These are different symbols used by scientists for the same concept (set of instances). In OWL there is a choice of how this is managed:

1. Through use of the equivalence axiom that says that two classes have the same instances.
2. Simply through labelling of the concept or class using anotation properties such as the skos:prefLabel and skos:altLabel of SKOS. Such annotations are part of editorial metadata that can occur in ontologies.
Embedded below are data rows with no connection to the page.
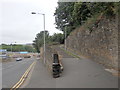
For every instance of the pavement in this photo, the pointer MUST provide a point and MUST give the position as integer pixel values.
(13, 71)
(78, 73)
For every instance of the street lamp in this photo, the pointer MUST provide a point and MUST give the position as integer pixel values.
(44, 30)
(11, 45)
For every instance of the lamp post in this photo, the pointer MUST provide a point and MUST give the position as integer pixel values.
(11, 45)
(44, 30)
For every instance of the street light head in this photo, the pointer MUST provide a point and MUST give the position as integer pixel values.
(33, 12)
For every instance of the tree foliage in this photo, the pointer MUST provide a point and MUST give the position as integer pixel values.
(69, 15)
(39, 39)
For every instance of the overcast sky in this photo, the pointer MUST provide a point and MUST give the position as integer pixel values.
(19, 25)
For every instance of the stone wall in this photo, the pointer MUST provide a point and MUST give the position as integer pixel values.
(100, 45)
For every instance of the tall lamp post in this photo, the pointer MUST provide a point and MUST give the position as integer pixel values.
(11, 45)
(44, 31)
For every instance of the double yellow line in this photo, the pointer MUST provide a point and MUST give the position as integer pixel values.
(22, 79)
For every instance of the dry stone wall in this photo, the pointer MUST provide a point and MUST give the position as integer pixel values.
(100, 45)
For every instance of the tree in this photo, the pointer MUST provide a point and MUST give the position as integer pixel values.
(39, 40)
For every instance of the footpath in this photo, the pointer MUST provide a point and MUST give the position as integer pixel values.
(78, 73)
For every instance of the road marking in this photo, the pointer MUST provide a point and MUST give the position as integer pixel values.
(22, 79)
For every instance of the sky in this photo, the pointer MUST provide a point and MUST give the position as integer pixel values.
(17, 24)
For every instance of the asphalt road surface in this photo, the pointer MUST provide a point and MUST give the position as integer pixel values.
(78, 73)
(13, 71)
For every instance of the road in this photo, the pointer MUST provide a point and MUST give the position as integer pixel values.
(12, 71)
(78, 73)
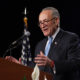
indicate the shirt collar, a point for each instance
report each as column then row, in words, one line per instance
column 54, row 35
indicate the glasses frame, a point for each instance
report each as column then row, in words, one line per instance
column 45, row 21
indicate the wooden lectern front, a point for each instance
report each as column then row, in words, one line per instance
column 12, row 71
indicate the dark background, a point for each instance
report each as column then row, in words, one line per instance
column 11, row 20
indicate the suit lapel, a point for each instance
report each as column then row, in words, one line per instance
column 55, row 43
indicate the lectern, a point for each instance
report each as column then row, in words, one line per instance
column 12, row 71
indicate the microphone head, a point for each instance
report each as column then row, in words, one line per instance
column 27, row 33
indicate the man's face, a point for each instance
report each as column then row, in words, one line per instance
column 48, row 24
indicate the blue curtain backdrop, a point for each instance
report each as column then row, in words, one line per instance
column 11, row 20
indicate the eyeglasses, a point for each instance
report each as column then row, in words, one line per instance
column 45, row 22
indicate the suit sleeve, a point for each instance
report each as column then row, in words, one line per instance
column 72, row 63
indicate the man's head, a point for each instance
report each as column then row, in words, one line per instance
column 49, row 20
The choice between these two options is normally made on the basis of modelling intention. If the ontologist wishes to highlight that there are two names, or two labels for the same concept, then in general they will use the synonomy mechanisms supported via annotation properties in OWL. However, if the ontologist wishes to highlight that there appear to be two different definitions for the same concept, then they would use equivalence. This is a decision related to the distinction between a class and its extent.

We explain this further with a set of examples. In OWL the axiom A equivalentTo B states that the extents of the two classes are the same — they are equivalent. The statement

(Polygon and hasPart exactly 3 sides)
       EquivalentTo:
(Polygon and hasPart exactly 3 angles)

is an equivalence axiom; both classes represent all instances of triangles. However, they have different definitions: one using the concept of a side and one the concept of an angle. One definition, however, implies the other; for a polygon to have three angles, it must have three sides, and vice versa. Here we have different intentional definitions for the same extent of instances; we are capturing this in our ontology by having two definitions and marking them as equivalent.

We could also have:

Class: 000001
Annotations:
label "Triangle",
synonym "Polygon with three sides",
synonym "Polygon with three angles"
SubClassOf: Polygon
and hasPart exactly 3 Sides

In this case, however, we have only formally captured the definition using three sides. The use of synonym labels here is, therefore, wrong. It is, essentially, mistaking the notion of a polygon with three angles as a label.

As well as being able to explicitly state equivalence, it is also possible to computationally reason that two definitions, in fact, are the same class. For example, in the Family History Knowledge Base (FHKB), a woman is defined as any person that has sex female; while a daughter is defined as being any woman that is the child of some person. The reasoner infers these to be equivalent; despite the different definitions, it is the case that all woman are indeeed daughters (of somebody!). The Amino Acids Ontology has some infered equivalence due to the closing of the world of amino acids to those found in biology.

We can contrast this with examples of clear synonomy — where one definition for a concept simply has multiple labels. A simple example is “acetic acid” and “ethanoic acid”; “femur” and “thigh bone”; and the Gene Ontology ID GO:0016049 has the label “cell growth ” and exact synonyms “cellular growth” and “growth of cell”.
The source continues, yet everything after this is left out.